In the late 1990s, as Sarah Hazlegrove’s family stopped growing tobacco for the first time in 200 years, her immediate reaction was to start photographing the Virginia family farm she knew and loved. Though Forkland Farm’s history with tobacco had special resonance for her, she knew its departure from the cash crop wasn’t a unique phenomenon and that many family tobacco operations around the world were slipping away as commercial enterprises increasingly dominated.
In the years since, she’s visited family farms throughout the United States, the Dominican Republic, Brazil, Malawi, Indonesia, and Cuba to document the people who still grow the plant the way she knew growing up. Hazlegrove’s own personal history with tobacco has helped her access otherwise hard to access communities, and she plans to visit even more of them—hopefully in China, India, and Turkey—as she continues her project, “Tobacco People.”
Over the years, Hazlegrove has had to practice what she calls “special forces photography,” because she usually only has an hour or two to “get in, get the pictures, and get out.” Still, her photos manage to capture the full variety of a tobacco farmer’s responsibilities, from harvesting to curing. But they also focus on personalities and show everyday life for the farmers, including their work and rare moments of relaxation. In Brazil, Hazlegrove took special interest in documenting workers twisting rope tobacco, an old process intended to keep tobacco preserved longer and moved more easily. In other countries, she simply photographed the common but miraculous ability of families to make a living on only two hectares—less than five acres—of land.

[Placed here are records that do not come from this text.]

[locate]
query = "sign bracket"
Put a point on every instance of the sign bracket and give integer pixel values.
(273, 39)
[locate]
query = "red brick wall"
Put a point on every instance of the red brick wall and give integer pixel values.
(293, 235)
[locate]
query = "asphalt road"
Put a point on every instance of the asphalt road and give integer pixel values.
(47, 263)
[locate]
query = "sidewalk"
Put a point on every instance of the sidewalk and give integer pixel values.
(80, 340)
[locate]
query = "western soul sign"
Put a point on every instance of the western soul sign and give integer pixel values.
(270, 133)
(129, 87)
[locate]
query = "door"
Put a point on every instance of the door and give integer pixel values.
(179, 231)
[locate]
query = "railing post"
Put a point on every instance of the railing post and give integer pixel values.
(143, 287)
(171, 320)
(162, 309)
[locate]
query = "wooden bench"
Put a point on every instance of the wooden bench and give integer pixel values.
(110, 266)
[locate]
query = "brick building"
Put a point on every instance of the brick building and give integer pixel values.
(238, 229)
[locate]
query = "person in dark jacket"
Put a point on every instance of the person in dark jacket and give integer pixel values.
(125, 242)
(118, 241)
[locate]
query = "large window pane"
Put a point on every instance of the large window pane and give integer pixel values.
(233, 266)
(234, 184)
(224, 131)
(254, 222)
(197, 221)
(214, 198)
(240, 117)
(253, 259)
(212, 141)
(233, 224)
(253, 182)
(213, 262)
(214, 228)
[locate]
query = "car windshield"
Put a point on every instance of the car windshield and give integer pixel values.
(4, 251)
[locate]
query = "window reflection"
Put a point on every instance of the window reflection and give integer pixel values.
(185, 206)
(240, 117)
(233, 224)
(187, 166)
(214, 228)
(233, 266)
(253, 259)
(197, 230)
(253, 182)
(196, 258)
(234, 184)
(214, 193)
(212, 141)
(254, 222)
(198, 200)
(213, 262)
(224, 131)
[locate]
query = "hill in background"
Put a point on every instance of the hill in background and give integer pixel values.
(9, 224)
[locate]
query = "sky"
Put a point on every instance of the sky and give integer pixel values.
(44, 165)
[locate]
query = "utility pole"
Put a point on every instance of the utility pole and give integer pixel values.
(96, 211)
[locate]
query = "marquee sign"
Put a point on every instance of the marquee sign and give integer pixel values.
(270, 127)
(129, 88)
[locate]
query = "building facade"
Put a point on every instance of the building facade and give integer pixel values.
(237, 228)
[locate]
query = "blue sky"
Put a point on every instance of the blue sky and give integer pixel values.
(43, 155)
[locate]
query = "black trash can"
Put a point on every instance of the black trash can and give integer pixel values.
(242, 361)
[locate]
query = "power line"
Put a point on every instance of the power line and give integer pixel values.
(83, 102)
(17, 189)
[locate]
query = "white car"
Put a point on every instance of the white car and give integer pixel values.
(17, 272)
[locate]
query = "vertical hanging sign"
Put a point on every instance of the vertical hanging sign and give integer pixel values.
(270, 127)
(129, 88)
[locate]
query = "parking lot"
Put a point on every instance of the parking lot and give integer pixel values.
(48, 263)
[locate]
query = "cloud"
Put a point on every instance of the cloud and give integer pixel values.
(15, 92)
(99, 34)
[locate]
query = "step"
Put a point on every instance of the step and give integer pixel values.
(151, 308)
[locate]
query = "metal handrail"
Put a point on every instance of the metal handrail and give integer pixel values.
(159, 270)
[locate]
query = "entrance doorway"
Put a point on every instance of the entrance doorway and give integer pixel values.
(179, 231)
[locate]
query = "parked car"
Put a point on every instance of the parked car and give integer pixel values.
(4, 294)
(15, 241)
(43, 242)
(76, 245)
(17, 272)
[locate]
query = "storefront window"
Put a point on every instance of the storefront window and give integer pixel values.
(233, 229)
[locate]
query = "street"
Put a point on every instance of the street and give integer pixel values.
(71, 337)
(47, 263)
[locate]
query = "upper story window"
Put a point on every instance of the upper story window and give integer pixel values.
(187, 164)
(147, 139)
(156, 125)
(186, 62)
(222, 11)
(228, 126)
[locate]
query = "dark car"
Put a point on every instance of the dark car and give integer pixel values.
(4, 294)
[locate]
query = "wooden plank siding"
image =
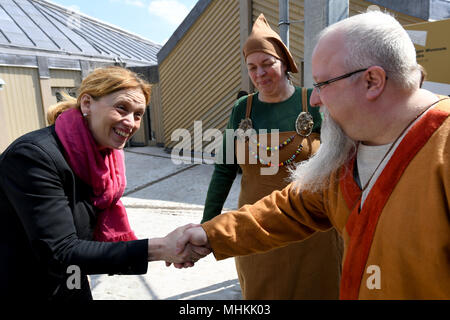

“The connecting element is as much the struggle and hardships as the successes these farmers have with tobacco. Having enough money to send the kids to school, to put shoes on their feet, to eat. It’s pretty much repeated throughout the world,” she said.
Photos from “Tobacco People” will be on display in Virginia at the Taubman Museum of Art from Oct. 10 to March 27. They will also be on view at the O. Winston Link Museum and at the Harrison Museum of African American Culture starting Oct. 17. A series of self-published books containing photos from “Tobacco People” are available on Hazlegrove’s website.